Architecture: Alvin Järving, Mari Rass, Ott Alver, Kaidi Põder, Katrin Vilberg, Gert Guriev, Liina-Liis Pihu, Märten Peterson / Arhitekt Must
Interior architecture: Riin Kärema, Kerli Lepp, Mari Põld / Kuup Disain
Engineering: Teet Dooner, Anna Grishina / Novarc Group
Commissioned by: Põhja-Sakala municipality, Suure-Jaani Health Centre
Competition breaf: Toomas Paaver
Constructed by: Eviko (building), Kivipartner (outdoor area)
Plot surface area: 0.8ha
Building net surface area: 3100m2
Project: 2015-2017
Construction: 2017-2019

Careful homework on selecting the location for Suure-Jaani health centre, the wise decisions made by the local government as well as drawing together a number of public functions have provided the means for the emergence of very good architecture and the future town centre of Suure-Jaani.

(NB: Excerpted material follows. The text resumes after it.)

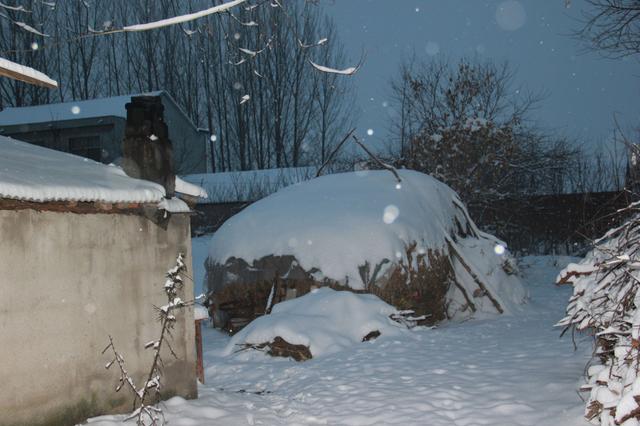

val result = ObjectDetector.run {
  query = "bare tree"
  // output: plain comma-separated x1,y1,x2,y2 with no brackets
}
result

Suure-Jaani and its new health centre are great places. Estonian small towns and boroughs have long been under the pressure of declining population and spatial shrinkage. This has largely been the result of the general trends in the society while, on the other hand, the situation has also begun to generate a new reality by itself. The employers claim that they cannot develop their business in small areas due to lack of labour force. People, in turn, wish to leave small places as there are no jobs. However, in the light of the general depopulation pattern, the number of jobs available is only one of the issues, while an important role is also played by the surroundings (both built and natural environment) and the availability of educational, healthcare and recreational services. All the above are vital for leading a good and comfortable life and there is no single template for the order and volume in which it should be developed.

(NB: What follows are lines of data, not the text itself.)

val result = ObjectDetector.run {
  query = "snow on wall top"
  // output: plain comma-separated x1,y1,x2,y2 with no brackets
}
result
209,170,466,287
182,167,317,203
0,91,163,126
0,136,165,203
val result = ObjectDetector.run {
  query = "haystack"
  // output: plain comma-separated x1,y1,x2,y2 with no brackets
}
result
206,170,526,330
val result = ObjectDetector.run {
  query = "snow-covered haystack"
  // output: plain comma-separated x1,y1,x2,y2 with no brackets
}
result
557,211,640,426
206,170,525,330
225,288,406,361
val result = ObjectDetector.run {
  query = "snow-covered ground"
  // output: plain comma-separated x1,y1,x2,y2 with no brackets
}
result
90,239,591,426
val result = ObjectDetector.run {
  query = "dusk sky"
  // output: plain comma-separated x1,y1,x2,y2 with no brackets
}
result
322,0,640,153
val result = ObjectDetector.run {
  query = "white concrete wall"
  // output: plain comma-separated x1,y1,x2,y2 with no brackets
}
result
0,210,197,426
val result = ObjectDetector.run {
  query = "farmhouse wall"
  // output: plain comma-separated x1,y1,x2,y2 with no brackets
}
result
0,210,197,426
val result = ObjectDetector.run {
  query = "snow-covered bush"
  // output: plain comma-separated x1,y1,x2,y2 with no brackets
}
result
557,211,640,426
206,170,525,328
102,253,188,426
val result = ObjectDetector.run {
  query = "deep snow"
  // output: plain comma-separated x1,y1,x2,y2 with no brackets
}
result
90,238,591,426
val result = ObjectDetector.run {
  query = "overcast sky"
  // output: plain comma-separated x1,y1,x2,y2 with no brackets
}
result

The local government of Suure-Jaani has made a clear and bold decision to invest in the development of decent living standards and to provide the means for a better life with a new, modern and ambitious environment – all of which the health centre undoubtedly is. 

Photo: Kristian Lust

A separate issue here is the programmatic layout of the new central buildings developed by the local governments of small towns. On the one hand, it seems reasonable to solve as many local problems as possible with one building where they could gather all the public functions in desperate need for new facilities. On the other hand, it also means that many buildings and spaces would thus be left redundant and the already limited number of potential tenants in the rental market will decrease further. Placing several important public services in one building and location could also have a paralysing effect on the rest of the urban structure, only intensifying its shrinkage.

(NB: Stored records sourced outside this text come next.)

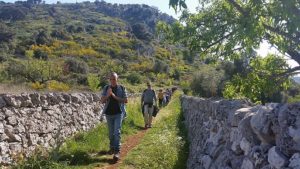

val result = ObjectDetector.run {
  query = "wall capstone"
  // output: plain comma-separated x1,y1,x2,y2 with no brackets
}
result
181,96,300,169
0,93,103,165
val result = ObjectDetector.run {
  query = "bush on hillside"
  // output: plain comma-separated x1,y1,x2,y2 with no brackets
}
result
65,58,89,74
127,72,142,84
153,60,170,73
190,65,224,97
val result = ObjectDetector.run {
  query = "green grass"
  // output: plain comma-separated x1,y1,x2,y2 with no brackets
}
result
120,93,188,169
14,93,188,169
14,98,144,169
288,95,300,103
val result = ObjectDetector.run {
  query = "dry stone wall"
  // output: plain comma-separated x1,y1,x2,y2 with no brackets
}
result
181,96,300,169
0,93,103,166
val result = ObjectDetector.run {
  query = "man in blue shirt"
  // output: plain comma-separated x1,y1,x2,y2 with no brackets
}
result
101,72,128,160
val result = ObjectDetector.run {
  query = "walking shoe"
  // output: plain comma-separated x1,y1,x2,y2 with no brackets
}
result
113,152,120,161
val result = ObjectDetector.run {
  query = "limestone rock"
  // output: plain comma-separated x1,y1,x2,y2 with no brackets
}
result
250,104,276,144
289,153,300,169
241,158,255,169
268,146,288,169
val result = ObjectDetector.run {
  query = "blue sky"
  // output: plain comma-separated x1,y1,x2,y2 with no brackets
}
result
2,0,198,18
2,0,298,67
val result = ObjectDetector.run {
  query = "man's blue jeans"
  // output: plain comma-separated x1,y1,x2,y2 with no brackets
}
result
106,113,123,152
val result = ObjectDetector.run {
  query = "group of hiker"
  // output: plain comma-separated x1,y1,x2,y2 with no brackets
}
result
101,72,172,161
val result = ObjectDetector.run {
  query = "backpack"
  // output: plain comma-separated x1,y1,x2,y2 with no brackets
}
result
103,85,127,119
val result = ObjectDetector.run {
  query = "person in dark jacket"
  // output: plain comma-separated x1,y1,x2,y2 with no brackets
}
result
101,72,128,160
141,82,157,129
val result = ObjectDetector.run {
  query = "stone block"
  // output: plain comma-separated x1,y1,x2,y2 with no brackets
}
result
289,153,300,169
268,146,288,169
250,104,276,145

In addition to the swimming pool and saunas, Suure-Jaani health centre also includes a café, family health centre, dental surgery, drugstore, hair salon, ambulance and police station. Although it seemingly brings together a large number of institutions, each of them is just small enough to make placing them in different buildings around the town rather troublesome. Here they seem to have found a good balance between the number of services, the size of the building and the ways in which the small town functions.

Photo: Terje Ugandi

In terms of architecture, the new health centre is a beautiful building. It kind of suggests that the project has not been pressed through the radical cheapening mincer (or more likely, came out of it more or less unscathed) that tends to be rather common in the design and construction process. The reason for that often lies in the client’s somewhat dim conviction that this time it must be possible to build it cheaper and faster than ever before, while sometimes it could just come down to the architect’s excessive bravado. Suure-Jaani health centre with its clear architectural ideas enthrals in terms of its urban design, logistics, functionality and materiality. It is indeed difficult to detach anything from a well-conceived assemblage.

There are a few things to highlight. The division of the health centre into smaller houses reflecting the size, shape and use of materials characteristic of Suure-Jaani is a good idea that has also been given a clear architectural form in the completed building. The little red-brick houses are kept separate. The continuation of the brick wall from the exterior to the interior as well as the glass façade posts submerged into the wall structure are some of the small clever and well-considered details supporting the more general architectural concept. The perception of the space and the conveyance of the architectural thought are also enhanced by the different interior solutions of the brick houses and the faintly mystical feel of the pool area between them.

Photo: Terje Ugandi

The material has been given a clear and clean treatment. The play with the red brick cladding leaving occasional larger gaps between bricks has solved the acoustic issues common to larger open spaces. The wet areas do not resort to the traditional ceramic tiles but spray plastic. This no longer conjures up images of the former bleak and cold bathhouses while also supporting the Soomaa atmosphere esteemed by the authors.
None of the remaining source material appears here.